PSMA-PET for the assessment of metastatic hormone-sensitive prostate cancer volume of disease

Abstract

Conventional imaging low-(LVD) versus high-volume disease (HVD) are associated with survival in metastatic hormone-sensitive prostate cancer (mHSPC) according to CHAARTED and STAMPEDE trials. We propose a compatible quantitative PSMA-PET framework for disease volume assessment in mHSPC. Methods: Three PET centers screened their PSMA-PET database for mHSPC patients. CT versus PSMA-PET stage, lesion number, and classification of LVD vs. HVD were determined by one blinded reader; PSMA-positive tumor volume (PSMA-TV) was quantified semi-automatically. Results: 85 CT-based CHAARTED-LVD and 20 CT-based CHAARTED-HVD patients were included. A PSMA-TV of ~40 ml was the optimal cutoff between CT-based CHAARTED-LVD (non-unifocal) and HVD (non-M1c) (AUC 0.86). Stratification into PET-LVD (unifocal or oligometastatic/disseminated <~40 mL) and PET-HVD (oligometastatic/disseminated ≥~40 mL or M1c) had 13% misalignment with CHAARTED criteria. Conclusion: PSMA-PET criteria with volume quantification deliver comparable LVD/HVD discrimination with additional subgroups for unifocal, oligometastatic and disseminated disease, critical for guidance of targeted or multimodal therapy.

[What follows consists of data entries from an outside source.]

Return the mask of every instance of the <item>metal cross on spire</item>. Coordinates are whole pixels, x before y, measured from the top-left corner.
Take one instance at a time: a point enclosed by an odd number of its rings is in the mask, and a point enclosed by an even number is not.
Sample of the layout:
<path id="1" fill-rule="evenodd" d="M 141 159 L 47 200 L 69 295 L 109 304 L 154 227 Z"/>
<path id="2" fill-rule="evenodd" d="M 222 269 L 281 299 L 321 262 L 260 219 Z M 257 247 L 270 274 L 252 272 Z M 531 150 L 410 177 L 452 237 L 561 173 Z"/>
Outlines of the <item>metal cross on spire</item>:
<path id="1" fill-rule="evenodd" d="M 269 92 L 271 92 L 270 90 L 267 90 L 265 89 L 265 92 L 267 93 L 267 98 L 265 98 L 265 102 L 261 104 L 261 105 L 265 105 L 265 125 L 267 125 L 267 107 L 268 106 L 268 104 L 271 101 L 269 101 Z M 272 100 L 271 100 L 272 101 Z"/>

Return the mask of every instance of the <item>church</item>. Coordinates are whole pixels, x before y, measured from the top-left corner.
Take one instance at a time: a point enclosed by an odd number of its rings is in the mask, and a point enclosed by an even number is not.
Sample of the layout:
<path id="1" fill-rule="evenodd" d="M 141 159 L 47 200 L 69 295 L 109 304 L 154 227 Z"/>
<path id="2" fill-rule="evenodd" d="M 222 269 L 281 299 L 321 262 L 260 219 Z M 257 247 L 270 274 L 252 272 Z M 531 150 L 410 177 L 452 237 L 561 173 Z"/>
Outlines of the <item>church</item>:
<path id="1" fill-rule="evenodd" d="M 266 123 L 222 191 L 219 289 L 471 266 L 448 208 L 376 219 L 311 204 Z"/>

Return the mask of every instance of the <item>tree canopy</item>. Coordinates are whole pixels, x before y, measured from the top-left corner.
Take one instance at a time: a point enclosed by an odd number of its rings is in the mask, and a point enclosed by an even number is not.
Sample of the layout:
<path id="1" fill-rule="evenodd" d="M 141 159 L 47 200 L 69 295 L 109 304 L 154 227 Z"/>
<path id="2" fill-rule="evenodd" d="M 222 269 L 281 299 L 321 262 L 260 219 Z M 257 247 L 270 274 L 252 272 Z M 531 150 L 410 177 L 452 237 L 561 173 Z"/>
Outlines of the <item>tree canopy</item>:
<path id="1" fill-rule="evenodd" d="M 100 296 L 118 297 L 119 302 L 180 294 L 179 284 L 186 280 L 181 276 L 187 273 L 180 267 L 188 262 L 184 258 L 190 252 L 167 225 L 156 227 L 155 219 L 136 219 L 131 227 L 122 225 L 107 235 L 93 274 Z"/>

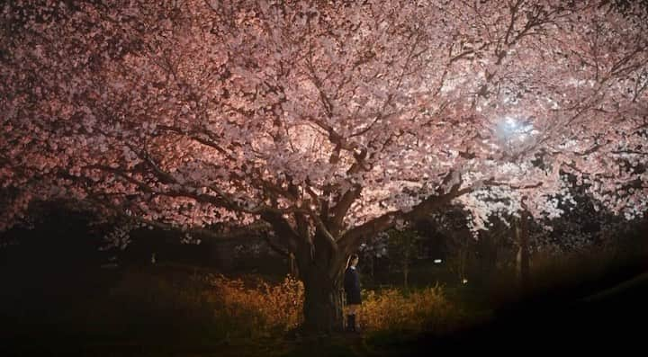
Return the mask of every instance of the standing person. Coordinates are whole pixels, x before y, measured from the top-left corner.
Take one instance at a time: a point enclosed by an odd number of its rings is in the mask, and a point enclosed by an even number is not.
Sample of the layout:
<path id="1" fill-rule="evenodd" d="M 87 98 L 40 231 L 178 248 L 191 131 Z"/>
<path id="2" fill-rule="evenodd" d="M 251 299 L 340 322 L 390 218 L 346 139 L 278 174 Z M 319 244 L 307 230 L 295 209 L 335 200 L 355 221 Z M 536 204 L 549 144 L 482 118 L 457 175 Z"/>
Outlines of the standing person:
<path id="1" fill-rule="evenodd" d="M 351 254 L 346 263 L 346 270 L 345 271 L 344 288 L 346 292 L 346 331 L 356 332 L 356 317 L 360 310 L 362 299 L 360 298 L 360 276 L 358 275 L 356 266 L 360 258 L 357 254 Z"/>

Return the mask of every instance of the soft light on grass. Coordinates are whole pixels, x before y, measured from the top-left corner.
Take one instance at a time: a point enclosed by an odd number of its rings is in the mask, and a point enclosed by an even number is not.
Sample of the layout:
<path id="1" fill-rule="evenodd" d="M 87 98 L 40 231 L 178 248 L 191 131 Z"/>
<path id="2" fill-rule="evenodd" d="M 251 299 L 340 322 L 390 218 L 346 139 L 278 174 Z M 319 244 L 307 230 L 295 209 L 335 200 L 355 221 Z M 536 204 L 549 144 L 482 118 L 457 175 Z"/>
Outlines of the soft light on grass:
<path id="1" fill-rule="evenodd" d="M 458 309 L 438 287 L 403 293 L 396 289 L 365 291 L 361 323 L 367 330 L 446 332 Z"/>

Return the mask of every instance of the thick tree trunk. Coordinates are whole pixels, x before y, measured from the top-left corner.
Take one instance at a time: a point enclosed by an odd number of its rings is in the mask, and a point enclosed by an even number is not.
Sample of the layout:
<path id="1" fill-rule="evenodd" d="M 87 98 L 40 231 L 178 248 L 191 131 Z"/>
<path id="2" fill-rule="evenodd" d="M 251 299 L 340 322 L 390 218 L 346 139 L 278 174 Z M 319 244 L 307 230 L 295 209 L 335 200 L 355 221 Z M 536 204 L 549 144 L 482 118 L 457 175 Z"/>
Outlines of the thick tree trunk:
<path id="1" fill-rule="evenodd" d="M 302 272 L 305 288 L 303 313 L 306 331 L 342 331 L 344 317 L 341 279 L 333 281 L 317 268 Z"/>
<path id="2" fill-rule="evenodd" d="M 519 282 L 522 296 L 526 296 L 529 291 L 530 287 L 530 260 L 531 254 L 528 246 L 528 229 L 526 227 L 526 214 L 522 214 L 522 217 L 516 220 L 516 238 L 518 240 L 518 269 L 519 274 Z"/>

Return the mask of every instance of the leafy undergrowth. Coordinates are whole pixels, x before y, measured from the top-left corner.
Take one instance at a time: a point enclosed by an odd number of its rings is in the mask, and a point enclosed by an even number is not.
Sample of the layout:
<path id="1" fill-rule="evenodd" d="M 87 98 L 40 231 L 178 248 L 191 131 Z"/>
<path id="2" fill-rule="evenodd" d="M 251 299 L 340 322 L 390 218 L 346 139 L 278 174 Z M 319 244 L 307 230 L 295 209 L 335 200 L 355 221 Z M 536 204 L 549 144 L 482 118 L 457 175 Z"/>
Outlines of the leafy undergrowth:
<path id="1" fill-rule="evenodd" d="M 304 296 L 294 278 L 270 281 L 168 270 L 123 271 L 92 299 L 72 301 L 76 292 L 70 291 L 64 305 L 49 305 L 44 294 L 14 314 L 0 315 L 3 325 L 12 326 L 4 346 L 19 347 L 21 354 L 371 355 L 381 354 L 374 342 L 444 334 L 462 317 L 440 287 L 366 290 L 364 334 L 294 337 Z M 16 313 L 20 309 L 26 314 Z M 320 347 L 313 351 L 313 344 Z"/>

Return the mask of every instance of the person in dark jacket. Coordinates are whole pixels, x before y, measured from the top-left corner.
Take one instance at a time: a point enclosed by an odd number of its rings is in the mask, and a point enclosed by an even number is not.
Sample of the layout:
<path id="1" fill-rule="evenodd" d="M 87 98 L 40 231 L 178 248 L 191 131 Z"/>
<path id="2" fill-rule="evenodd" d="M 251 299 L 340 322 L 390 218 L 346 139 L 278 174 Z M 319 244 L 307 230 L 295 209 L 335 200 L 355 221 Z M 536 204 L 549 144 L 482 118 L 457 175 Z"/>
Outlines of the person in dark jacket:
<path id="1" fill-rule="evenodd" d="M 345 271 L 344 288 L 346 293 L 346 330 L 356 332 L 356 317 L 360 310 L 362 298 L 360 297 L 360 276 L 358 275 L 356 266 L 360 258 L 357 254 L 352 254 L 346 263 L 346 270 Z"/>

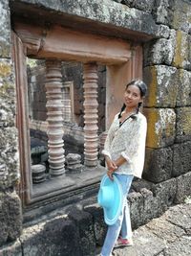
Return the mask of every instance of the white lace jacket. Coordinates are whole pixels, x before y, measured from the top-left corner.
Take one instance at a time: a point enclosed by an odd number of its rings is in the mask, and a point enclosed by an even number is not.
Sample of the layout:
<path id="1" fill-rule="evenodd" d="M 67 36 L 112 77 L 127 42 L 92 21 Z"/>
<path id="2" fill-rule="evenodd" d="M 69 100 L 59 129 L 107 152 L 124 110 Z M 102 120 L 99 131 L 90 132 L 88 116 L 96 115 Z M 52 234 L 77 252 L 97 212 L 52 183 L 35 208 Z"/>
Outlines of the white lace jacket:
<path id="1" fill-rule="evenodd" d="M 118 167 L 117 174 L 134 175 L 141 177 L 146 140 L 147 122 L 143 114 L 138 112 L 134 118 L 127 119 L 119 127 L 118 114 L 108 130 L 102 153 L 112 160 L 122 155 L 127 161 Z"/>

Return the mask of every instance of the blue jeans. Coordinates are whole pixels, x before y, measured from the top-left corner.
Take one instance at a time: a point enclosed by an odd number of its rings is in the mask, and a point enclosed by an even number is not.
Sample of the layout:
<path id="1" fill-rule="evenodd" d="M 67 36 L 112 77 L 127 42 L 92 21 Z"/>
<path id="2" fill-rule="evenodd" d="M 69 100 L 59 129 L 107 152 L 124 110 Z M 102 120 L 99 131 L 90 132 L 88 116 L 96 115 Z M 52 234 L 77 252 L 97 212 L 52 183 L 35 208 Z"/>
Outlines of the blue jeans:
<path id="1" fill-rule="evenodd" d="M 116 241 L 119 234 L 123 239 L 132 237 L 132 227 L 130 211 L 127 203 L 127 195 L 129 193 L 134 175 L 115 174 L 117 177 L 123 191 L 123 206 L 118 220 L 114 225 L 109 225 L 107 235 L 101 249 L 101 256 L 111 256 Z"/>

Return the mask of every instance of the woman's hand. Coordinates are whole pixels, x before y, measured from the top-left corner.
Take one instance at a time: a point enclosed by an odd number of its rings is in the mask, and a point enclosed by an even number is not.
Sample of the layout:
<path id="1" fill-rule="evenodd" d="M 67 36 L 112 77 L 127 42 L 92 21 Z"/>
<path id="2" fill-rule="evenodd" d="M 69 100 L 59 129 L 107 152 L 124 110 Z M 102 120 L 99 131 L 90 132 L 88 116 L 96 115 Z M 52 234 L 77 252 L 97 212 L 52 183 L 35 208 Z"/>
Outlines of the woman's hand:
<path id="1" fill-rule="evenodd" d="M 107 167 L 108 167 L 107 175 L 108 175 L 109 178 L 110 178 L 111 180 L 113 180 L 113 179 L 114 179 L 114 178 L 113 178 L 113 174 L 114 174 L 114 172 L 117 169 L 117 164 L 116 164 L 113 160 L 111 160 L 109 157 L 106 157 L 105 160 L 106 160 Z"/>

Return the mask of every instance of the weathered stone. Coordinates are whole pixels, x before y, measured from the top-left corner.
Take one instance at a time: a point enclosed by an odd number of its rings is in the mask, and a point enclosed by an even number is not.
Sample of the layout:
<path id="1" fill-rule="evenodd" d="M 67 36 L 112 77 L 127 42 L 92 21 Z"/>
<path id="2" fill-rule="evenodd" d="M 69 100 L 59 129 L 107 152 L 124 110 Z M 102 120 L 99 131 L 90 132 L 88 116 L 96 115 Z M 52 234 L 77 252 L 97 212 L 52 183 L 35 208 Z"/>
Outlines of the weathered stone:
<path id="1" fill-rule="evenodd" d="M 173 151 L 171 148 L 146 149 L 143 177 L 158 183 L 169 179 L 173 170 Z"/>
<path id="2" fill-rule="evenodd" d="M 0 192 L 0 246 L 21 234 L 21 202 L 15 192 Z"/>
<path id="3" fill-rule="evenodd" d="M 183 236 L 179 239 L 179 241 L 175 241 L 170 244 L 168 248 L 165 251 L 165 256 L 189 256 L 191 251 L 191 243 L 190 237 Z"/>
<path id="4" fill-rule="evenodd" d="M 191 139 L 191 106 L 177 108 L 176 141 L 183 142 Z"/>
<path id="5" fill-rule="evenodd" d="M 10 59 L 0 59 L 0 127 L 13 127 L 15 115 L 15 85 Z"/>
<path id="6" fill-rule="evenodd" d="M 128 7 L 124 8 L 124 5 L 109 0 L 65 0 L 64 3 L 46 0 L 22 0 L 22 2 L 27 4 L 37 3 L 42 8 L 51 10 L 52 12 L 59 10 L 60 15 L 62 12 L 77 15 L 81 18 L 92 19 L 106 25 L 110 23 L 111 25 L 120 26 L 151 35 L 155 35 L 159 29 L 159 26 L 154 22 L 150 13 Z"/>
<path id="7" fill-rule="evenodd" d="M 107 225 L 104 222 L 102 207 L 96 203 L 85 207 L 84 210 L 93 216 L 96 242 L 96 244 L 102 245 L 107 231 Z"/>
<path id="8" fill-rule="evenodd" d="M 144 198 L 140 193 L 132 192 L 128 196 L 131 209 L 132 228 L 138 228 L 144 223 Z"/>
<path id="9" fill-rule="evenodd" d="M 81 253 L 80 255 L 94 256 L 96 251 L 96 240 L 92 215 L 73 207 L 69 213 L 69 218 L 74 221 L 79 232 L 78 246 Z"/>
<path id="10" fill-rule="evenodd" d="M 166 211 L 174 203 L 177 193 L 177 179 L 171 178 L 153 185 L 152 192 L 154 197 L 158 198 L 158 214 L 161 215 L 161 213 Z"/>
<path id="11" fill-rule="evenodd" d="M 134 232 L 134 241 L 138 256 L 158 255 L 165 248 L 163 240 L 144 227 L 139 227 Z"/>
<path id="12" fill-rule="evenodd" d="M 181 203 L 184 201 L 186 196 L 191 195 L 191 172 L 182 175 L 177 178 L 177 194 L 175 203 Z"/>
<path id="13" fill-rule="evenodd" d="M 164 218 L 171 223 L 180 227 L 187 235 L 191 233 L 191 204 L 180 204 L 164 213 Z"/>
<path id="14" fill-rule="evenodd" d="M 173 176 L 191 172 L 191 142 L 175 144 L 173 147 Z"/>
<path id="15" fill-rule="evenodd" d="M 154 17 L 157 23 L 170 25 L 173 18 L 174 1 L 157 0 L 155 1 Z"/>
<path id="16" fill-rule="evenodd" d="M 173 65 L 178 68 L 191 70 L 191 35 L 181 32 L 177 32 L 176 49 L 173 58 Z"/>
<path id="17" fill-rule="evenodd" d="M 175 52 L 175 39 L 176 32 L 171 30 L 169 38 L 160 38 L 146 43 L 144 45 L 144 66 L 153 64 L 171 65 Z"/>
<path id="18" fill-rule="evenodd" d="M 45 181 L 46 175 L 45 175 L 46 167 L 42 164 L 32 165 L 32 177 L 33 183 L 41 183 Z"/>
<path id="19" fill-rule="evenodd" d="M 172 28 L 185 33 L 191 33 L 191 5 L 190 1 L 174 1 L 174 12 L 171 22 Z"/>
<path id="20" fill-rule="evenodd" d="M 153 234 L 164 240 L 165 243 L 173 243 L 180 237 L 185 235 L 182 228 L 172 224 L 162 217 L 151 221 L 145 227 L 152 231 Z"/>
<path id="21" fill-rule="evenodd" d="M 177 106 L 191 106 L 191 72 L 178 69 Z"/>
<path id="22" fill-rule="evenodd" d="M 14 243 L 9 243 L 7 245 L 0 247 L 1 256 L 23 256 L 21 243 L 16 240 Z"/>
<path id="23" fill-rule="evenodd" d="M 144 105 L 148 107 L 175 107 L 177 101 L 177 69 L 156 65 L 143 70 L 148 94 Z"/>
<path id="24" fill-rule="evenodd" d="M 169 61 L 171 59 L 171 56 L 172 56 L 172 52 L 173 52 L 173 49 L 174 49 L 174 45 L 173 42 L 172 42 L 172 37 L 173 35 L 175 35 L 175 32 L 173 33 L 174 31 L 173 30 L 170 30 L 168 26 L 166 25 L 160 25 L 159 28 L 159 31 L 157 33 L 157 36 L 158 37 L 162 37 L 162 38 L 166 38 L 166 39 L 169 39 L 169 41 L 167 42 L 167 45 L 170 45 L 170 48 L 171 50 L 168 51 L 168 60 Z M 170 43 L 171 42 L 171 43 Z M 148 46 L 148 43 L 145 44 L 145 47 Z M 148 58 L 148 57 L 147 57 Z"/>
<path id="25" fill-rule="evenodd" d="M 59 216 L 23 230 L 23 255 L 81 256 L 78 233 L 73 221 Z"/>
<path id="26" fill-rule="evenodd" d="M 148 148 L 158 149 L 174 143 L 176 114 L 172 108 L 144 108 L 147 118 Z"/>
<path id="27" fill-rule="evenodd" d="M 11 57 L 11 22 L 9 1 L 0 2 L 0 57 Z"/>
<path id="28" fill-rule="evenodd" d="M 15 128 L 0 129 L 0 188 L 5 190 L 19 180 L 17 131 Z"/>
<path id="29" fill-rule="evenodd" d="M 154 0 L 123 0 L 120 2 L 129 7 L 134 7 L 136 9 L 144 11 L 145 12 L 151 12 L 154 6 Z"/>

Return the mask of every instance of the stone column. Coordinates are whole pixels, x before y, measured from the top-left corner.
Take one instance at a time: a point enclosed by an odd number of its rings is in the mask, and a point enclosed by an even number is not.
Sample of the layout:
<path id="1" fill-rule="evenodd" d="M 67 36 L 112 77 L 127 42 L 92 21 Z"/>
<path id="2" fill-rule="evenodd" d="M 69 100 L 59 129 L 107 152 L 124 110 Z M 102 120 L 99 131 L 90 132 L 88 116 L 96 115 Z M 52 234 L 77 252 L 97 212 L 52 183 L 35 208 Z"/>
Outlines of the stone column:
<path id="1" fill-rule="evenodd" d="M 65 122 L 72 122 L 72 105 L 71 105 L 71 81 L 65 81 L 63 84 L 63 118 Z"/>
<path id="2" fill-rule="evenodd" d="M 84 165 L 97 165 L 98 136 L 97 136 L 97 65 L 84 64 Z"/>
<path id="3" fill-rule="evenodd" d="M 63 142 L 63 104 L 62 104 L 61 62 L 46 61 L 46 96 L 47 121 L 49 137 L 49 164 L 51 175 L 61 175 L 65 173 L 64 142 Z"/>

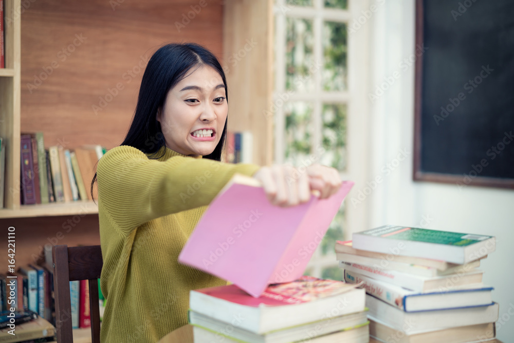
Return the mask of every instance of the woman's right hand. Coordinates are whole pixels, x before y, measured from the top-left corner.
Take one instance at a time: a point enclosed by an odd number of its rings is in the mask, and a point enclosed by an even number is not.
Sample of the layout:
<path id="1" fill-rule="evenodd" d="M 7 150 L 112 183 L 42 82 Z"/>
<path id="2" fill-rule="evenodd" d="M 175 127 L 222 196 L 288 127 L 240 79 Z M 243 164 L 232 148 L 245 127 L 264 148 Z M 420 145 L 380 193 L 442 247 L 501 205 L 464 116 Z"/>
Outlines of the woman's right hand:
<path id="1" fill-rule="evenodd" d="M 307 202 L 311 191 L 327 198 L 337 192 L 341 183 L 336 169 L 318 164 L 303 171 L 287 165 L 263 167 L 253 177 L 262 184 L 270 203 L 284 207 Z"/>

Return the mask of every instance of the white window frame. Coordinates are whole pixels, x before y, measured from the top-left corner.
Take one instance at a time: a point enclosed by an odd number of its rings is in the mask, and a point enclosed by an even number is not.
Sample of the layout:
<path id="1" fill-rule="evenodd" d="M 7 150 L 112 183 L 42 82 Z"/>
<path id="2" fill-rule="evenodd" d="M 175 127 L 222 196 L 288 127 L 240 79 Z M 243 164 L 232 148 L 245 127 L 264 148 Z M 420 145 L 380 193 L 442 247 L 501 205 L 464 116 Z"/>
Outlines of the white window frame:
<path id="1" fill-rule="evenodd" d="M 313 0 L 313 7 L 300 7 L 286 5 L 286 0 L 276 0 L 273 7 L 276 29 L 273 34 L 275 39 L 275 85 L 273 101 L 277 105 L 274 121 L 274 162 L 284 162 L 285 142 L 284 140 L 285 117 L 282 105 L 284 98 L 288 102 L 308 101 L 313 104 L 312 118 L 313 129 L 310 143 L 313 147 L 322 143 L 321 115 L 324 103 L 344 104 L 346 105 L 346 167 L 341 172 L 342 179 L 355 182 L 353 190 L 356 194 L 358 188 L 366 180 L 369 139 L 368 102 L 366 97 L 369 87 L 369 27 L 371 25 L 369 17 L 364 16 L 363 12 L 370 9 L 368 0 L 348 0 L 348 9 L 325 9 L 323 0 Z M 367 13 L 367 12 L 366 12 Z M 370 12 L 373 13 L 374 12 Z M 360 17 L 364 16 L 365 20 Z M 322 63 L 322 29 L 323 21 L 328 21 L 346 24 L 348 28 L 347 46 L 347 90 L 341 92 L 324 92 L 322 89 L 322 67 L 316 70 L 313 80 L 315 88 L 308 93 L 286 91 L 285 47 L 286 17 L 296 17 L 313 20 L 313 33 L 314 37 L 314 55 L 315 63 Z M 359 20 L 360 22 L 358 22 Z M 362 22 L 364 22 L 362 24 Z M 359 23 L 360 25 L 355 24 Z M 351 26 L 352 25 L 352 26 Z M 358 27 L 357 30 L 350 28 Z M 287 94 L 287 96 L 284 96 Z M 319 153 L 313 149 L 314 154 Z M 319 156 L 317 156 L 319 157 Z M 353 206 L 350 202 L 352 192 L 345 203 L 345 228 L 341 240 L 352 239 L 352 233 L 361 231 L 368 226 L 367 204 Z M 323 256 L 318 248 L 313 255 L 307 269 L 311 268 L 310 274 L 320 277 L 321 271 L 327 267 L 337 266 L 335 252 Z"/>

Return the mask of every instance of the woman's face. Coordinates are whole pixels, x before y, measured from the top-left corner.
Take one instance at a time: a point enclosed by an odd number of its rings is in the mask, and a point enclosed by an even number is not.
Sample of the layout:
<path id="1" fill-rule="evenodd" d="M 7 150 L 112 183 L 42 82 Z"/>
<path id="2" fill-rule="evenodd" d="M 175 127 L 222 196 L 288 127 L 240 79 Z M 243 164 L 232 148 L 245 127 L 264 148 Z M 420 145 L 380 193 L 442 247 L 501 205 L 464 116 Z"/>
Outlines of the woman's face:
<path id="1" fill-rule="evenodd" d="M 157 120 L 167 147 L 183 155 L 205 156 L 214 151 L 227 120 L 225 85 L 207 65 L 188 73 L 168 92 Z"/>

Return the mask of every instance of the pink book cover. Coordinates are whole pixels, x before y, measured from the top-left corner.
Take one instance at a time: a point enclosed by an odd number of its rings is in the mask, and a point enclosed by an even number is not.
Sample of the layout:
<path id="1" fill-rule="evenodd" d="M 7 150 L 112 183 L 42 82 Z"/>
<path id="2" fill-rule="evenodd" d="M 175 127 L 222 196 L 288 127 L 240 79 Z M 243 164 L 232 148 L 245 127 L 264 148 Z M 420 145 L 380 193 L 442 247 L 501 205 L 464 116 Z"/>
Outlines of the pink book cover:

Keywords: CHAARTED; Oncology: GU; PET; PET/CT; PSMA; mHSPC; metastasis-directed treatment; prostate cancer.

Graphical abstract

FIGURE 1.

mHSPC disease extent as stratified by CT using CHAARTED criteria and PET using tumor volume and miTNM. Criteria for combined (miTNM and volume) PET volume-of-disease assessment are shown. Dashed line indicates area under curve for approximate 40-cm³ cutoff between PET LVD and PET HVD. Three-year overall survival is given for 40 patients (0 = alive; † = died; all others alive and 3 y after PET not yet reached). diss = disseminated; oligo = oligometastatic; uni = unifocal.